To determine the total vector force on the driver when the speed increases from \( 14.0 \, \text{m/s} \) to \( 18.0 \, \text{m/s} \), we'll analyze the centripetal force involved. ### Given: - **Mass of the car (and driver):** \( m = 1,500 \, \text{kg} \) - **Initial speed (\( v_1 \)):** \( 14.0 \, \text{m/s} \) - **Initial total force (\( F_1 \)):** \( 130 \, \text{N} \) - **New speed (\( v_2 \)):** \( 18.0 \, \text{m/s} \) ### Understanding the Forces: The force you're referring to is the **centripetal force** required to keep the car moving in a circular path.

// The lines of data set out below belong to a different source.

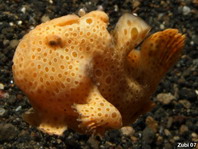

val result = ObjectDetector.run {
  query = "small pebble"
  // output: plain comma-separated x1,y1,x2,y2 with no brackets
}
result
166,117,173,128
179,125,188,134
15,106,22,112
0,108,6,116
143,127,155,144
164,129,171,137
182,6,191,15
0,83,4,90
146,116,158,132
121,126,135,136
179,99,191,109
0,123,19,141
156,93,175,105
173,136,180,141
41,15,50,23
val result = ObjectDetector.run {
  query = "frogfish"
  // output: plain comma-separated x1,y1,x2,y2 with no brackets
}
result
12,10,185,135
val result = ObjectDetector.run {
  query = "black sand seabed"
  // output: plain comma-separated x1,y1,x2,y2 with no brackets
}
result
0,0,198,149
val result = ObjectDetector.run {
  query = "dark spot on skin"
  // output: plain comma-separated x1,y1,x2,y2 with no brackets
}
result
47,35,63,48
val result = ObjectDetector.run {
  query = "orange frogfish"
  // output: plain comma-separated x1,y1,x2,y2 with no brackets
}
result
13,11,185,135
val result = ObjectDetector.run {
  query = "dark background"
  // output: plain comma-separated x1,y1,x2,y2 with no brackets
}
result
0,0,198,149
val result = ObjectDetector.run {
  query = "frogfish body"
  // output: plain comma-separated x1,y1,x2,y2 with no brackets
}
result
13,11,185,135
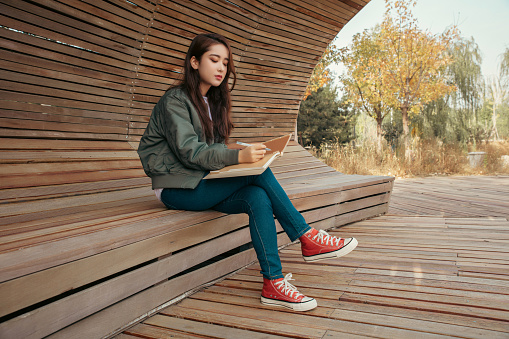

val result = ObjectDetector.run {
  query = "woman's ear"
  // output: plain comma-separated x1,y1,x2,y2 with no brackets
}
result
191,55,200,69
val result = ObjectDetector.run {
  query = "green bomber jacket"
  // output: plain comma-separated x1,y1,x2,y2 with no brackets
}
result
138,87,239,189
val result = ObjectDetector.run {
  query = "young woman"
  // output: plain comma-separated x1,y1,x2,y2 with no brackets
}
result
138,34,357,311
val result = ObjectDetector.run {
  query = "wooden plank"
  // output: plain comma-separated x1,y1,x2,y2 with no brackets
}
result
43,250,256,339
0,222,250,322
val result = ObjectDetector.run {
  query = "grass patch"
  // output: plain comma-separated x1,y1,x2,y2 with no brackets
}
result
310,140,509,178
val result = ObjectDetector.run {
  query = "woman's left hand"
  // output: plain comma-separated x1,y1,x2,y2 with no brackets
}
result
239,144,267,164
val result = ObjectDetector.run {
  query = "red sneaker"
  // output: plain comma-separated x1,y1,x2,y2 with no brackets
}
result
299,228,358,261
261,273,317,311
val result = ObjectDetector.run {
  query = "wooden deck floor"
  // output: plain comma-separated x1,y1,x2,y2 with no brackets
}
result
117,176,509,339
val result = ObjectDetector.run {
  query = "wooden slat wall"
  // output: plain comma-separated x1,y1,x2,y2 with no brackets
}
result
0,0,366,194
129,0,366,141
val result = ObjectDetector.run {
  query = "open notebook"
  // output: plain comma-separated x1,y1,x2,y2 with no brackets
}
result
204,133,292,179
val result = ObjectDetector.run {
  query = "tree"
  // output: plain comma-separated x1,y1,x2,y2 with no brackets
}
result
380,0,457,155
340,26,393,151
487,48,509,140
297,83,353,147
303,42,341,100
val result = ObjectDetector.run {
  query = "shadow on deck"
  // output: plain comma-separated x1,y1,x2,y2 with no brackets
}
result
117,176,509,339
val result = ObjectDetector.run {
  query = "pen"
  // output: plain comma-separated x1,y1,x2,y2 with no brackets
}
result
237,141,272,151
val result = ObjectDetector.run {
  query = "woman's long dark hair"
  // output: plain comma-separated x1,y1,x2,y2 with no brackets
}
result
170,33,237,143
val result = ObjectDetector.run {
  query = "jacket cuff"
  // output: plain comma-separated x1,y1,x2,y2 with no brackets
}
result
224,149,240,166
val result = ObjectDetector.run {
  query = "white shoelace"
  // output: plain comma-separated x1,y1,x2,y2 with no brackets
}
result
274,273,304,298
311,230,341,246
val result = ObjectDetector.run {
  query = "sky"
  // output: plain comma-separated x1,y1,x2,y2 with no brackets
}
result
331,0,509,86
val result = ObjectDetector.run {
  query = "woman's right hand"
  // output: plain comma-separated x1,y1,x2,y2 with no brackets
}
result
239,144,267,164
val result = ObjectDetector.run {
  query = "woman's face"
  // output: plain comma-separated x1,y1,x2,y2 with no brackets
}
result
191,44,230,95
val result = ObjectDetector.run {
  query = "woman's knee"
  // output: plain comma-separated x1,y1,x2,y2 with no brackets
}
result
243,185,272,211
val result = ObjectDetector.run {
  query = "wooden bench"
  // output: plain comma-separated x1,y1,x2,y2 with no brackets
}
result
0,0,393,338
0,139,392,337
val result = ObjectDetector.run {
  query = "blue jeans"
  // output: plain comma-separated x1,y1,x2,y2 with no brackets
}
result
161,168,311,279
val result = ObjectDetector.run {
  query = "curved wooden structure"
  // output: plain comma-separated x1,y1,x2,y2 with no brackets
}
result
0,0,393,338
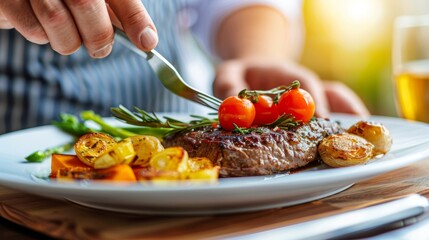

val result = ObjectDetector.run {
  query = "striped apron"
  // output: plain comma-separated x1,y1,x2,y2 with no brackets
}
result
0,0,207,134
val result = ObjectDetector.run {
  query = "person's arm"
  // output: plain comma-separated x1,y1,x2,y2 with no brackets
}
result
213,5,369,117
0,0,158,58
214,5,293,60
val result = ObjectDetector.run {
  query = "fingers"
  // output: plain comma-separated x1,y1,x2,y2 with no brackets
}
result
246,61,330,118
63,0,113,58
213,61,249,99
0,9,13,29
106,0,158,51
31,0,81,55
324,82,370,117
0,0,48,44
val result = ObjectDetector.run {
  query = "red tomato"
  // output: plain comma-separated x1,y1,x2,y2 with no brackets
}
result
218,96,255,131
253,95,279,125
278,88,316,122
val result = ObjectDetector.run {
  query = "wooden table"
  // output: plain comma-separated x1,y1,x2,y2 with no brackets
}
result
0,159,429,239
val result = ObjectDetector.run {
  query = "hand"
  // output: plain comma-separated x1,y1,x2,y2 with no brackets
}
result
213,59,369,118
0,0,158,58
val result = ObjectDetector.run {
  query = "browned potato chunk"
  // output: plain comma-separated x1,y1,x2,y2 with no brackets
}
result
347,121,392,155
74,133,117,167
188,157,220,181
130,135,164,167
149,147,189,178
318,133,374,167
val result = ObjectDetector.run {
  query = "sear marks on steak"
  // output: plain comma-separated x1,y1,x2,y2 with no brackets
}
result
163,119,344,177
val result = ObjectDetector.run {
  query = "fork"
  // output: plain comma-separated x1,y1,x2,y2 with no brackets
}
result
115,28,222,111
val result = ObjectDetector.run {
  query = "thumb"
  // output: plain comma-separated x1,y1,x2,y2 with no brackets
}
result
213,61,249,99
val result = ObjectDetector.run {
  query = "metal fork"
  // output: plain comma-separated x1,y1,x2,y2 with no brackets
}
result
115,28,222,110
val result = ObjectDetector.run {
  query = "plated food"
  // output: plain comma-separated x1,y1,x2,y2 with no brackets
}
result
35,82,392,181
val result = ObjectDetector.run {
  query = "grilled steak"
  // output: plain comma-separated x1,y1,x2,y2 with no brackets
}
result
163,119,343,177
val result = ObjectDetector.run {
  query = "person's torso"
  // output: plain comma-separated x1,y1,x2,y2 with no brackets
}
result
0,0,206,133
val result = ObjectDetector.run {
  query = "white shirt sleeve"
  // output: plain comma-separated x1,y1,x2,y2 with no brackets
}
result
191,0,302,57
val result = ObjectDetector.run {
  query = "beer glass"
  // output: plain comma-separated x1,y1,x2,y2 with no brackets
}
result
392,15,429,123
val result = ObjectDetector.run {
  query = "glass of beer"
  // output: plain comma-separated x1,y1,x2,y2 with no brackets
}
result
392,15,429,123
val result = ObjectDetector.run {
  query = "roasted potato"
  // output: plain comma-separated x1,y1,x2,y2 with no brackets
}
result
188,157,219,181
347,121,392,155
56,164,136,182
94,138,136,169
318,133,374,167
74,133,117,167
130,135,164,167
149,147,189,178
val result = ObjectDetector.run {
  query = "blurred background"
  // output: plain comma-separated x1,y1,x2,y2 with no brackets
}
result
301,0,429,116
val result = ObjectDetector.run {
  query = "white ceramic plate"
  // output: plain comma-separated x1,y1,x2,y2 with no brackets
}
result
0,115,429,215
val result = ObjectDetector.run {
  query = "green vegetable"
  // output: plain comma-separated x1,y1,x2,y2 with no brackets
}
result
112,105,219,137
25,141,74,162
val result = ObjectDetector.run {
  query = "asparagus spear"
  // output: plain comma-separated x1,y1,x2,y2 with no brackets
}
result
25,111,172,162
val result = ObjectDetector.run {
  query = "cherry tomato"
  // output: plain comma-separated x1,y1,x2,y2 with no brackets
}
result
253,95,279,125
278,88,316,122
218,96,255,131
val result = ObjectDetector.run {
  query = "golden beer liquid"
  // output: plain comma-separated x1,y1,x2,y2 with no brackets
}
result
395,60,429,122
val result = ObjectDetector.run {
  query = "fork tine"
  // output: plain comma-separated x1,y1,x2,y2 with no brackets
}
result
197,93,221,110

The formula for centripetal force (\( F_c \)) is: \[ F_c = \frac{m v^2}{r} \] where: - \( m \) is the mass, - \( v \) is the speed, and - \( r \) is the radius of the circular path. ### Step 1: Determine the Radius of the Curve Using the initial conditions: \[ 130 \, \text{N} = \frac{1,500 \times (14.0)^2}{r} \] Solving for \( r \): \[ r = \frac{1,500 \times 196}{130} \approx 2,261.54 \, \text{m} \] ### Step 2: Calculate the New Centripetal Force at \( 18.0 \, \text{m/s} \) Using the same radius: \[ F_2 = \frac{1,500 \times (18.0)^2}{2,261.54} \] \[ F_2 = \frac{1,500 \times 324}{2,261.54} \approx 215 \, \text{N} \] ### Conclusion: When the speed increases to \( 18.0 \, \text{m/s} \), the total vector (centripetal) force on the driver increases to approximately **215 N** directed toward the center of the circular path. **Answer:** At 18 m/s, the total force on the driver is approximately 215 newtons directed inward.